To fully define a normal distribution for a given set of data (e.g. the length of a carrot), we need to know two things: its mean and variance. The mean is the ‘average’ value of the data, and on a plot of the distribution, it corresponds to the value on the x-axis at the peak. The variance is a measure of how far the data is spread out from the mean – so a distribution with a higher variance will appear to have a wider, flatter peak when seen on a graph, and a distribution with a small variance will have a narrow, taller peak. A more familiar name for a normal distribution curve is a bell curve, which you might remember from school, but don’t worry if not as some examples are given below to remind you.

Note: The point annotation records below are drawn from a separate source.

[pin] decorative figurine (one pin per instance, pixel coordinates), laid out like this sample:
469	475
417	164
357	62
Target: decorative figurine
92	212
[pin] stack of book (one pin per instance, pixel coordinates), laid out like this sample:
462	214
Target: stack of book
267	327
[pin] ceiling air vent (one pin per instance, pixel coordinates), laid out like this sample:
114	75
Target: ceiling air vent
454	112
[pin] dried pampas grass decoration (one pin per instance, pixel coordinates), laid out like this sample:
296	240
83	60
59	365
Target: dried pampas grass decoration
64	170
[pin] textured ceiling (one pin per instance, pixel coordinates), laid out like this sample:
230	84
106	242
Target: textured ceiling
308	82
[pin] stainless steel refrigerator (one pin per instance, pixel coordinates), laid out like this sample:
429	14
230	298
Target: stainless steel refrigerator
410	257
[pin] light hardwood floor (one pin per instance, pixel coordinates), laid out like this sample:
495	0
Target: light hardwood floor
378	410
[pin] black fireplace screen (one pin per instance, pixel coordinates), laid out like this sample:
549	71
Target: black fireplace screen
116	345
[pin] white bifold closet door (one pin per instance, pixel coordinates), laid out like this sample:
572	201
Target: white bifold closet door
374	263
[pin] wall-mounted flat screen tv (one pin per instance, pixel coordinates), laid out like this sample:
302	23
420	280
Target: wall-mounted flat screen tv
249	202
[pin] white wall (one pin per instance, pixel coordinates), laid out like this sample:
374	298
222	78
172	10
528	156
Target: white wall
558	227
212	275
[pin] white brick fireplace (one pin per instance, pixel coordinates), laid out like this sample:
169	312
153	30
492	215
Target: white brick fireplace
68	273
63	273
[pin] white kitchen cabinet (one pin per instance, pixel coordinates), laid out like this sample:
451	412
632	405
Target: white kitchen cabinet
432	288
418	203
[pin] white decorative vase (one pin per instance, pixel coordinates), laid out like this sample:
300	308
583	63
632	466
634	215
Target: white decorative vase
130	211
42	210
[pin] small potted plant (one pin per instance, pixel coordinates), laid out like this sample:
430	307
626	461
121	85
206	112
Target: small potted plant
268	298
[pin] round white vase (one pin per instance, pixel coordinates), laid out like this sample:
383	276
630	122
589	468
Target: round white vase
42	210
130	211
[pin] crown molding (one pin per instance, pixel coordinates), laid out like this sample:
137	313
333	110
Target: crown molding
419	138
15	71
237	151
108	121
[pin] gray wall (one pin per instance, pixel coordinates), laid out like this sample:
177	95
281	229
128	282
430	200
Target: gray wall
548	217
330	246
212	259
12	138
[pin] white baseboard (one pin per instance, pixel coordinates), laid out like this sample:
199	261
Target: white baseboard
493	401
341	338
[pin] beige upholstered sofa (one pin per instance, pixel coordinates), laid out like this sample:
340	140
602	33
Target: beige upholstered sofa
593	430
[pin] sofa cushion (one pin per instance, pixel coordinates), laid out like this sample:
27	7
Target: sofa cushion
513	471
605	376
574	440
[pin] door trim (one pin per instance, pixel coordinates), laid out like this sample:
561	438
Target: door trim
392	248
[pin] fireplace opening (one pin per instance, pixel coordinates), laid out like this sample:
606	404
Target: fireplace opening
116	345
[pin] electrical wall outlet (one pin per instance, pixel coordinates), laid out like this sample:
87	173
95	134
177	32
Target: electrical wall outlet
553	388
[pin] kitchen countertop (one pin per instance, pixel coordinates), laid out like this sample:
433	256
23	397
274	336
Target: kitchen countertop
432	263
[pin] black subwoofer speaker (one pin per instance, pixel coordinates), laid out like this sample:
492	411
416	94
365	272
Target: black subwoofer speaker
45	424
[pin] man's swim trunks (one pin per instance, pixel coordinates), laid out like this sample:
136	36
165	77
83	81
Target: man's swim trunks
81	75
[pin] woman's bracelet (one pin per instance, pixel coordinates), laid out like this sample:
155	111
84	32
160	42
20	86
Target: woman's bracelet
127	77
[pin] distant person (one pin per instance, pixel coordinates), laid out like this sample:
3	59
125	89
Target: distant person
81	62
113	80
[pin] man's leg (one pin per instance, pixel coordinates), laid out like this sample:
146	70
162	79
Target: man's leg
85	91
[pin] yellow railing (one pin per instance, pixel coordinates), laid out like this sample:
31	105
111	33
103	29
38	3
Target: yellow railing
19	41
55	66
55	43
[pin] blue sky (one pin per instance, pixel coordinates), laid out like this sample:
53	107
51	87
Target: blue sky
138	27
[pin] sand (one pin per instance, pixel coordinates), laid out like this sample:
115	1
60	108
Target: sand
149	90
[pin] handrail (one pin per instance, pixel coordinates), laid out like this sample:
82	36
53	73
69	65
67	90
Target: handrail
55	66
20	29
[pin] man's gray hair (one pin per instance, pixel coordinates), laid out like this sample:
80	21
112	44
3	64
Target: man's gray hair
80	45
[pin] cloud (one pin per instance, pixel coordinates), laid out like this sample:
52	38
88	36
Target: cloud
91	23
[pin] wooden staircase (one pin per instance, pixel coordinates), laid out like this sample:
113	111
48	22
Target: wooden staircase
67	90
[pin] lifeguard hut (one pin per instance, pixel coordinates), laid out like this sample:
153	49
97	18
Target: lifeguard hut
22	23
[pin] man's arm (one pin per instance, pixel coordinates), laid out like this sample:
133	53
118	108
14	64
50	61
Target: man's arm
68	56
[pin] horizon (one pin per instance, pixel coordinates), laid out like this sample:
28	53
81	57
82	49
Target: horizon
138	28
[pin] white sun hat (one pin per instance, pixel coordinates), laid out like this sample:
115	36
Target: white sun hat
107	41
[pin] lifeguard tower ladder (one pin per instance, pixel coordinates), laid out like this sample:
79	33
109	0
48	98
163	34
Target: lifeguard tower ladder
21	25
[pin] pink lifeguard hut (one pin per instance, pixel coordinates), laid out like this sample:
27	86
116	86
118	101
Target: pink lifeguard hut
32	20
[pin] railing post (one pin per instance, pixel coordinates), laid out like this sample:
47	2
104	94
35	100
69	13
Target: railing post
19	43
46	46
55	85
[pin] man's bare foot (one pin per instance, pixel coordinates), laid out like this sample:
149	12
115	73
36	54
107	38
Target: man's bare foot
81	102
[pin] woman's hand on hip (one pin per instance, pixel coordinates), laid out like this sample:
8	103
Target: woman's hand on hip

  • Red: mean = 0, variance = 1
  • Green: mean = 0, variance = 3
  • Purple: mean = 1, variance = 2

The green curve has the largest variance, so we see it is the widest and flattest of the curves. The green and red both have mean = 0, so their peaks correspond to zero on the x-axis, whereas the purple curve has a mean of 1, so its peak is at 1 on the x-axis.

The standard normal distribution has a mean of 0 and a variance of 1, and is the red plot above. By suitable operations (subtracting the mean and dividing by the square root of the variance), we can in fact write any other normal distribution in terms of the standard one. This is great news for mathematicians as the standard normal is often much easier to work with, and everything we know about it can be extended to any other normal distribution using the appropriate scaling. This is a classic maths trick – turn something you don’t know about into something you do, and work backwards to get what you want! 

The height of male and female humans are often both modelled to be normally distributed. The figures below show the shape for female heights and male heights (both measured in inches).

The right-hand figure gives the plot for female heights, and has a mean of 64 inches, and the left-hand figure gives the plot for male heights, and has a mean of 70 inches. Both figures have the same variance, so they are the same shape. It’s important to remember that these properties are specific to the data used to make these figures – if a different group of people were used instead, the mean and variance might differ from those seen here.

The normal distribution is especially useful in probability and statistics because it is used to define several other distributions. For example, if a random variable X (which might represent a height or length) is normally distributed, then X2 is said to have what is called a ‘chi-squared’ distribution. We also define the ‘t-distribution’, which is often used by economists, by taking a standard normal distribution and then dividing by the square-root of a chi-squared distribution. 

Normally distributed random variables behave pretty well under independence too. Two random variables are independent if the outcome of one has no effect on the outcome of the other. To see this, think about rolling a die twice – the value of the first roll has no effect on the value of the second, so the rolls are independent (the concept of independence is also explored in the Gambler’s Ruin article here). When two normally distributed random variables are independent, their sum is also normally distributed. This isn’t true for many distributions, making the normal distribution an ideal distribution to be working with.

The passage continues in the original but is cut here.